Von den Masten wehte wieder Licht herüber. Er verstummte für einen Moment und sah nachdenklich auf. Es war warm; sie hatten das Verdeck geöffnet und saßen Hand in Hand im Wagen nahe der Straße.
"Ich ..." begann er wieder.
"Bitte", unterbrach sie ihn. "Nicht jetzt, nicht hier, nicht heute. Wir haben sowieso nicht mehr viel Zeit zusammen, und in den wenigen Augenblicken, in denen ich dich für mich habe, möchte ich nichts davon hören."
Sie merkte, wie er die Zähne zusammenbiß, um nichts zu sagen, und hoffte, daß er nicht wußte, daß sie es wußte. Sie tat so, als wäre nichts gewesen, und hielt seine Hand fester.
Der Wind wurde stärker; das Licht wehte jetzt in immer größeren Fetzen von den Masten fort. Es war beinahe hell, als sie ihn küßte, dann legte sich der Wind wieder.
"Es wäre ganz einfach. Ich kenne eine Schaltzentrale, wo praktisch nie jemand vorbeikommt ..." Sie seufzte leise. Es würde nichts helfen, so zu tun, als wäre immer noch alles in Ordnung.
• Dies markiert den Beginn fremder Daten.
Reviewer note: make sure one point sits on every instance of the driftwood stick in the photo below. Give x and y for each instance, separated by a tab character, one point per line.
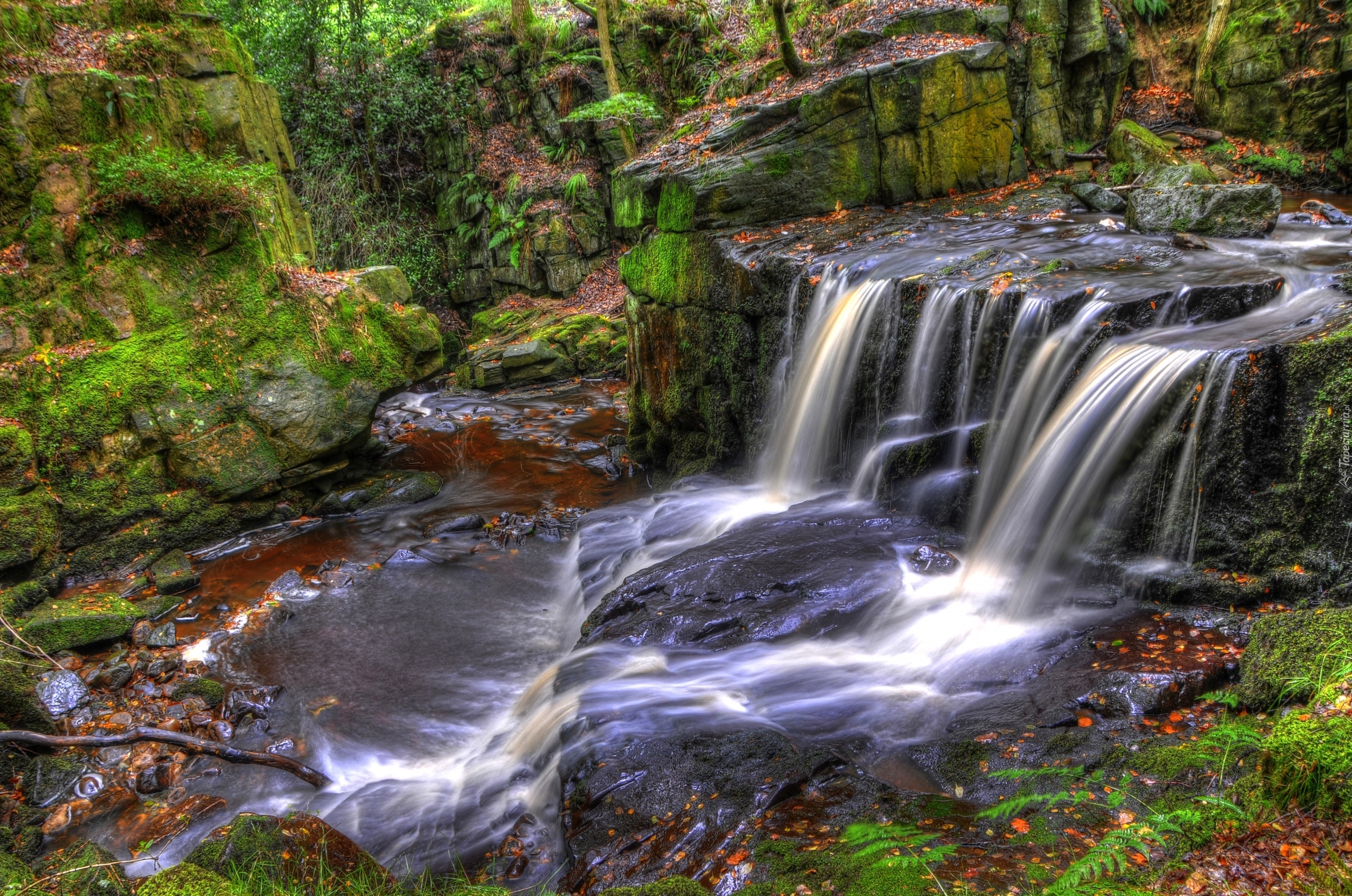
186	741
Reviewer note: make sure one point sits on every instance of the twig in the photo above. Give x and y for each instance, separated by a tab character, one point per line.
211	748
22	639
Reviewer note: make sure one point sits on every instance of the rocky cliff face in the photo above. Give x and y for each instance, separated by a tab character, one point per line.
167	379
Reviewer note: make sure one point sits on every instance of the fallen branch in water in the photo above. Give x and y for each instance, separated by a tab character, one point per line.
186	741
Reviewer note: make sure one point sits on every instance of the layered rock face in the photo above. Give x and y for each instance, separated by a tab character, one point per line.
878	131
167	380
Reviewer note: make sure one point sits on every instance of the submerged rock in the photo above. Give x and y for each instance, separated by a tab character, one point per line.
1098	199
61	692
184	880
1282	646
1331	214
295	851
1138	148
1231	210
693	806
79	621
932	561
173	573
468	523
805	578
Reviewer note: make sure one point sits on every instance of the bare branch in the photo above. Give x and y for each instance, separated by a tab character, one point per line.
186	741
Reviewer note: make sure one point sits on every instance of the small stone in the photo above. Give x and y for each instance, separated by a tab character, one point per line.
1098	199
61	692
173	573
164	637
468	523
1332	214
932	561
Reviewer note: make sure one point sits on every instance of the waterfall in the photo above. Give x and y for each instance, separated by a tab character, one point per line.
810	417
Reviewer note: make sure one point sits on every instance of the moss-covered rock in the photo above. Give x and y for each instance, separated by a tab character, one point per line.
665	887
99	871
14	872
1286	655
1223	210
173	573
184	880
210	691
295	851
886	134
1187	175
1308	761
1138	148
79	621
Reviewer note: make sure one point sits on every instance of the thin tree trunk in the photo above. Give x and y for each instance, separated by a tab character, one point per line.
786	40
521	18
184	741
607	61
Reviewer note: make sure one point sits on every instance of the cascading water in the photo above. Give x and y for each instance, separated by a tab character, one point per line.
1075	378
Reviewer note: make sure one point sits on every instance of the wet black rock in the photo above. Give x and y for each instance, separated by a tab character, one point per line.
51	778
643	812
467	523
290	586
773	579
61	692
173	573
932	561
1126	694
1331	214
1098	199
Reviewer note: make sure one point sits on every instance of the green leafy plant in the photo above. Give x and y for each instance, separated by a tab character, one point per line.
566	152
1151	10
898	846
574	188
180	185
1283	163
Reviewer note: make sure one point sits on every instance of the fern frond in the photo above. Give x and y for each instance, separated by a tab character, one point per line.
1065	774
1017	805
1111	856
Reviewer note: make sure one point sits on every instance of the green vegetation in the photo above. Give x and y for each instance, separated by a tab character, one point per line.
1283	163
182	187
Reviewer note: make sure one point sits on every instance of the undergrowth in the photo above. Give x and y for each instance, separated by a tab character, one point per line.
179	185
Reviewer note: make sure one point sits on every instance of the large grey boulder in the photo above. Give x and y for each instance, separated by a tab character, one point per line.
1098	199
303	416
1229	210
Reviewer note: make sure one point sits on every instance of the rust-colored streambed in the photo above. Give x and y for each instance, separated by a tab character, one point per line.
387	682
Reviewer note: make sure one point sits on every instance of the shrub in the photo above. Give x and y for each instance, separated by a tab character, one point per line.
182	187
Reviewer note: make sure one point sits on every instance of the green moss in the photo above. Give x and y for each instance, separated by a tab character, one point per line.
677	207
1288	652
628	203
99	871
182	185
665	887
184	880
210	691
14	872
79	621
1308	762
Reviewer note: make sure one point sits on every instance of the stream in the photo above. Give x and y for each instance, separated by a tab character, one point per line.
440	680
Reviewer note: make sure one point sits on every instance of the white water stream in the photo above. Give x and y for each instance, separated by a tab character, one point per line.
1067	416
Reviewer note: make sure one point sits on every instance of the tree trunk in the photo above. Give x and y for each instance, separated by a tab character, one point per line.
521	18
786	40
607	61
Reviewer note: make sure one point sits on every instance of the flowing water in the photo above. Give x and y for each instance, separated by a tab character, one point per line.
435	688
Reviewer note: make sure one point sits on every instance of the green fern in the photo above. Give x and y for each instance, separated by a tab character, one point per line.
574	188
898	845
1111	856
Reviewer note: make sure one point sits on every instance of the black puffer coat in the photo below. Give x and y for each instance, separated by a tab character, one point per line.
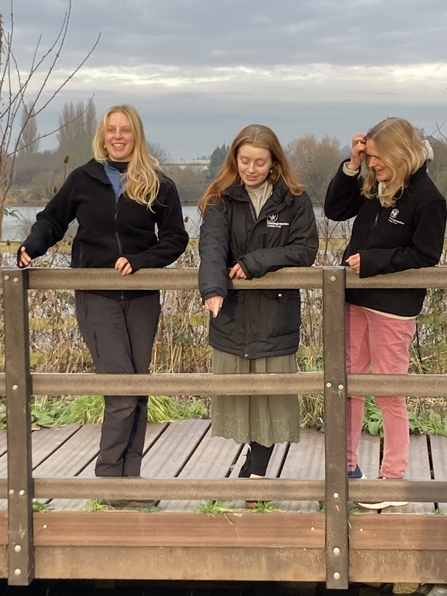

Ganz automatisch fing sie wieder an, mit ihm zu streiten, obwohl sie wußte, daß es sinnlos war, und sie haßte sich dafür.
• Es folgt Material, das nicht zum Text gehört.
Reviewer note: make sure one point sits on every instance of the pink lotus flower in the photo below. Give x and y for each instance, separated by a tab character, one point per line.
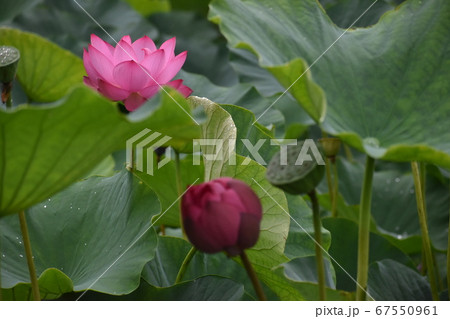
132	72
223	214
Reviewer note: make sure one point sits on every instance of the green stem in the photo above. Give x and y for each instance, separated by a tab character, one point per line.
421	209
448	260
335	188
348	153
329	182
364	230
185	264
252	275
318	245
9	101
29	255
178	173
1	298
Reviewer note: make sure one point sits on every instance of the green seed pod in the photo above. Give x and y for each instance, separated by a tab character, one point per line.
298	174
9	58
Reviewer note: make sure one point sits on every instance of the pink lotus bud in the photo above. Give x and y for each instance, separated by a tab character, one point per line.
132	72
223	214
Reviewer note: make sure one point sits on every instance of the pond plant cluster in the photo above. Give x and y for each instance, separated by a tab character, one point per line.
224	150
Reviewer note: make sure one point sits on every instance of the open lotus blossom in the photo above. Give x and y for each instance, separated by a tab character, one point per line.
221	215
132	72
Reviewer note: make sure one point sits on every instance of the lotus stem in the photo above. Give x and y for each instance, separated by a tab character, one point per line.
329	182
448	259
178	173
335	188
29	255
318	245
421	209
252	275
364	230
185	264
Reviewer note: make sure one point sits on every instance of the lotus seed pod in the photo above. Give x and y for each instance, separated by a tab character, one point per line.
330	146
300	174
9	58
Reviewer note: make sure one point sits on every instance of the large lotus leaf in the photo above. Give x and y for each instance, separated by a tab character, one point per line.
207	49
219	133
390	280
65	237
46	71
52	284
163	269
148	7
44	149
163	183
242	94
68	25
206	288
10	9
387	91
300	241
346	13
304	269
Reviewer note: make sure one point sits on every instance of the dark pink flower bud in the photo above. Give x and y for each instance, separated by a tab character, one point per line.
132	72
221	215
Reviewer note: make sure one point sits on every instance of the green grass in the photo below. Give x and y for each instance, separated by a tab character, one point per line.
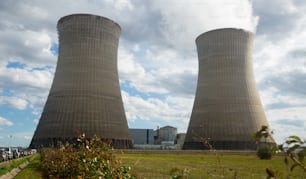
6	167
206	165
31	171
158	164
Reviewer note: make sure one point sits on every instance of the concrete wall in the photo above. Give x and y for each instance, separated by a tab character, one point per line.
142	136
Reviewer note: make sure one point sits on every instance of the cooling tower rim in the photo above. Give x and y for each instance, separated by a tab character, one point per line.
85	14
223	29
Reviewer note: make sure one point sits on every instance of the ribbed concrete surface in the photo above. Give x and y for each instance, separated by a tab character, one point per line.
227	108
85	95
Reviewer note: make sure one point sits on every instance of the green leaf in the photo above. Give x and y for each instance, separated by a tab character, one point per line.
302	155
281	147
286	161
293	166
270	172
294	147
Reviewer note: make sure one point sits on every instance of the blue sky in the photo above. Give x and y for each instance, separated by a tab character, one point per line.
157	58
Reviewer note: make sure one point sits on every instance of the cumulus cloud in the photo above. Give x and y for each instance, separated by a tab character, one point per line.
5	122
15	102
171	110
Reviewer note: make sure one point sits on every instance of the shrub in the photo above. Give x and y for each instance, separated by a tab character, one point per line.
87	159
264	152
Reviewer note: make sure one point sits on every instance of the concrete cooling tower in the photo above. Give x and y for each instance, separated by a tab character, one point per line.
227	108
85	95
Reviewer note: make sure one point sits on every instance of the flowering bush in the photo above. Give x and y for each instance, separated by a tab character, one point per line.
87	159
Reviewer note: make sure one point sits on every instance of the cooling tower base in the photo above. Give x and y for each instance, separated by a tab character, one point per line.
53	142
221	145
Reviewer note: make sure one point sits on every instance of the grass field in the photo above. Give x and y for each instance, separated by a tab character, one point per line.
6	167
158	164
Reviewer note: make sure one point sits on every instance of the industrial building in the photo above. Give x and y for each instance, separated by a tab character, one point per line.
85	95
142	136
227	108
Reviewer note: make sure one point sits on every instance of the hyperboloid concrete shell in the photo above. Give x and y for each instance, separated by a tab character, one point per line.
85	95
227	108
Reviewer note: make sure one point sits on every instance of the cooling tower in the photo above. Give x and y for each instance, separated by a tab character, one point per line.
227	109
85	95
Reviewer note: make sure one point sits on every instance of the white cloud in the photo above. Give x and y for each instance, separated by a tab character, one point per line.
173	110
5	122
15	102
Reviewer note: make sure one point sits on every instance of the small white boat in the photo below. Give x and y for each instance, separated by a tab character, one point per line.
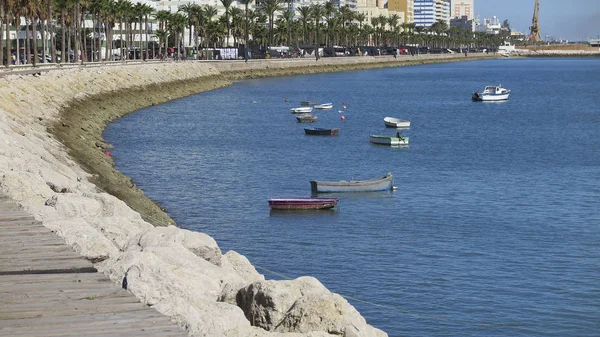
392	122
306	118
389	140
492	93
324	106
301	110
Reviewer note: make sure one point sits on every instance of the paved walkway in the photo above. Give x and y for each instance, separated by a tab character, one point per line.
47	289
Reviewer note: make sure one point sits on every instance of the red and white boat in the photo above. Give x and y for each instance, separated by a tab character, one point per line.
302	203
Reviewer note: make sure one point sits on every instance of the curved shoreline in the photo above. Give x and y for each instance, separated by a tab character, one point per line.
55	165
100	110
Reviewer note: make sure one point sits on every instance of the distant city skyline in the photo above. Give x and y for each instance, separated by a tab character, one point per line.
570	20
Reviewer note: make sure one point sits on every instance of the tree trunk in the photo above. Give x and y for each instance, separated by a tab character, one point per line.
27	41
7	42
63	35
146	35
17	25
2	45
84	38
34	33
76	33
44	42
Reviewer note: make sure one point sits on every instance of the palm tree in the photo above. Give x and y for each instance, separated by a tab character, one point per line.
227	5
246	3
177	24
318	12
163	36
305	14
6	10
146	12
270	7
188	10
393	22
347	15
288	17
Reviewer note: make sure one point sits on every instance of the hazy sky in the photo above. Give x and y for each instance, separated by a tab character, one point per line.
566	19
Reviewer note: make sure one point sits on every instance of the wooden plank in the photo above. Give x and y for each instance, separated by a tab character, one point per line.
48	289
105	328
54	278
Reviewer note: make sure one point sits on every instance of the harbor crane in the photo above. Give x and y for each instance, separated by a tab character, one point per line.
534	30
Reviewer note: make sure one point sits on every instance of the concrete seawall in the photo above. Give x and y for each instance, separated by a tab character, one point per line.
55	164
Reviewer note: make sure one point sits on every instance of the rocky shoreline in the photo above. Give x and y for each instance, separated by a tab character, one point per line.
55	163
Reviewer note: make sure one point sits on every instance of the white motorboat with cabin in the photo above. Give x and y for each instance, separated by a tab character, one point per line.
324	106
301	110
492	93
392	122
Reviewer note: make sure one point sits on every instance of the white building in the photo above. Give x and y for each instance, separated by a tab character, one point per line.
427	12
460	8
491	26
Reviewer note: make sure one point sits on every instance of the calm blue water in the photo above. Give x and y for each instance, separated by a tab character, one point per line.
494	229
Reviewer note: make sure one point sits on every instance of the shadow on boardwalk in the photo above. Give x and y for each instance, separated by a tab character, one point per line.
47	289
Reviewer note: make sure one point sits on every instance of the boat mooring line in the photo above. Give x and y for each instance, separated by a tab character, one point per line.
408	312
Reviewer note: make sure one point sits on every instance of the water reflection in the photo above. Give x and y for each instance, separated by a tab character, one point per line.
306	214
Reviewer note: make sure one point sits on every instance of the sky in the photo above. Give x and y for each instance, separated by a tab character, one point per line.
574	20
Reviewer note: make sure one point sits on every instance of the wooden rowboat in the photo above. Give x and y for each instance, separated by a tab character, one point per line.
392	122
306	118
302	203
322	131
371	185
324	106
301	110
388	140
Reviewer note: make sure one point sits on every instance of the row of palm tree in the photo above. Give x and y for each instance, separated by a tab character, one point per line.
122	25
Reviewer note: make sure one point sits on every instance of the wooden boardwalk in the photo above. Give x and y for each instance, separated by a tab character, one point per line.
47	289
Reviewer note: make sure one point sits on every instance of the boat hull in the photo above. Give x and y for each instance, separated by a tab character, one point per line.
388	140
396	123
489	98
301	110
302	203
322	132
324	106
342	186
307	118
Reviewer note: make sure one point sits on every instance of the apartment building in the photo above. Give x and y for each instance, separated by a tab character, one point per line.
460	8
403	6
427	12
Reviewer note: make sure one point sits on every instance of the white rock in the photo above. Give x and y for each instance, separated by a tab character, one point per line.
266	302
197	243
86	240
204	319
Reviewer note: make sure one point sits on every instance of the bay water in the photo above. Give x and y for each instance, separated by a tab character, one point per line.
493	230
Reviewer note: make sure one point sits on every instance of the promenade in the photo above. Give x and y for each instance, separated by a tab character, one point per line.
47	289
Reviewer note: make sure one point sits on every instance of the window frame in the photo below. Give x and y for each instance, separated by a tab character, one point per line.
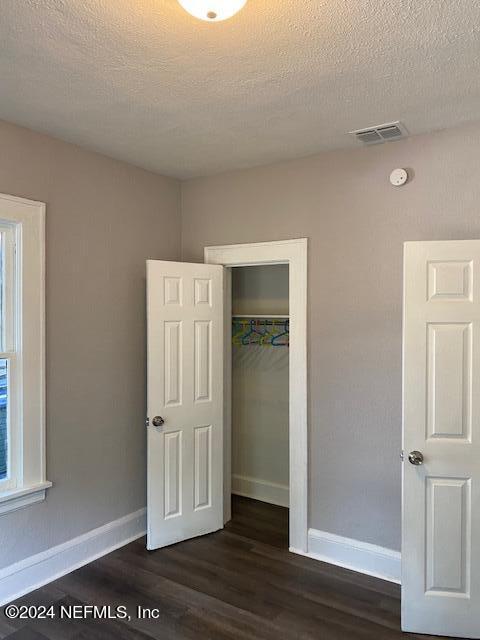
23	344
"Man darf ihnen nicht einmal nahekommen! Es ist ..."
"Es ist verboten, es ist verboten. Wer sagt das eigentlich, daß es verboten ist? Wer?"
Sie schwieg. Sie selbst hielt sich von den Masten fern, wenn es nur irgend ging; zum einen fand sie sie – auch wenn sie das niemals vor jemandem zugeben würde – unheimlich und hatte Angst vor ihnen, zum anderen mochte sie die Dunkelheit.
Ganz anders als er.
Manchmal ging sie in den Wald zwischen der Straße, die nach Westen, und der Straße, die nach Südosten führte, einfach um in der Dunkelheit zu sein. Dort gab es eine Stelle, wo man die Masten überhaupt nicht sehen konnte, nur das unregelmäßige Flackern, das den Horizont dunkellila färbte; sie setzte sich dann in die warme Schwärze des Waldes und dachte nach, oder sie legte sich auf den Rücken in das Unterholz und starrte in die Finsternis, die der Himmel war.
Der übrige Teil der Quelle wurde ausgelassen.